The Federal Trade Commission is paying attention to security as well. In addition to enforcement actions that point to security promises, the FTC has published security guidance – a lessons learned from enforcement actions, if you will. Moreover, even without regulator oversight, the possibility of a data breach brings with it a complex set of state laws and costs associated with notification and possible litigation.
Another trend is the increased responsibility of vendors to health organizations. As enforcement rises and sophistication of health care organizations about HIPAA increases, these “covered entities” under HIPAA expect more from their vendors, most of whom qualify as Business Associates under HIPAA. In turn, Business Associates are required to sign up for HIPAA obligations in a Business Associate Agreement, and then live up to those responsibilities with both direct regulatory compliance risk and liability to the covered entities they support.

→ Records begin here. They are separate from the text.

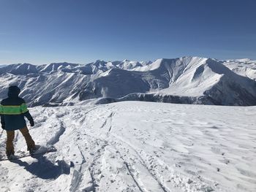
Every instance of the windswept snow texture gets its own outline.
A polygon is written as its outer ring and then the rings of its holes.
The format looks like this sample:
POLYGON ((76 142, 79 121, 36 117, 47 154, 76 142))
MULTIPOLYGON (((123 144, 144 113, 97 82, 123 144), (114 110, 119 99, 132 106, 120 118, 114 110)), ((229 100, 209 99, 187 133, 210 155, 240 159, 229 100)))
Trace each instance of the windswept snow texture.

While early in the life of HIPAA, before the amendments under HITECH in 2009, healthcare organizations may have been more concerned with their own HIPAA compliance than for their vendors’ compliance, now vendors are asked more in-depth questions about how they comply.
With this in mind, the HIPAA anniversary is a great reminder that the security risk assessments and the strong privacy and security programs that HIPAA requires are more important to today’s healthcare businesses and their vendors – not less. In fact, as part of its settlement, Advocate Health Care has agreed to conduct a complete risk assessment and present security plans to HHS for approval. It makes sense, then, that organizations that handle sensitive personal information – such as Protected Health Information (PHI) – would take the same measures on their own.
A first step can be a HIPAA Health Check; a high level gap analysis against HIPAA privacy, security and breach notification requirements compared with current practices and documentation. The purpose of this Health Check is to identify areas in which major program components are either not adequately documented, or may not exist at all. From this high level gap analysis, an organization can consider how to prioritize and address in a reasonable and thoughtful way.
With over 10 significant settlements year to date and commencement of the Phase 2 HIPAA Audit program review of both covered entities and business associates, our 20th year of HIPAA brings with it increasing security and privacy focus and expectations. Fortunately, there are also more resources available to organizations who wish to double down on their compliance and security stance.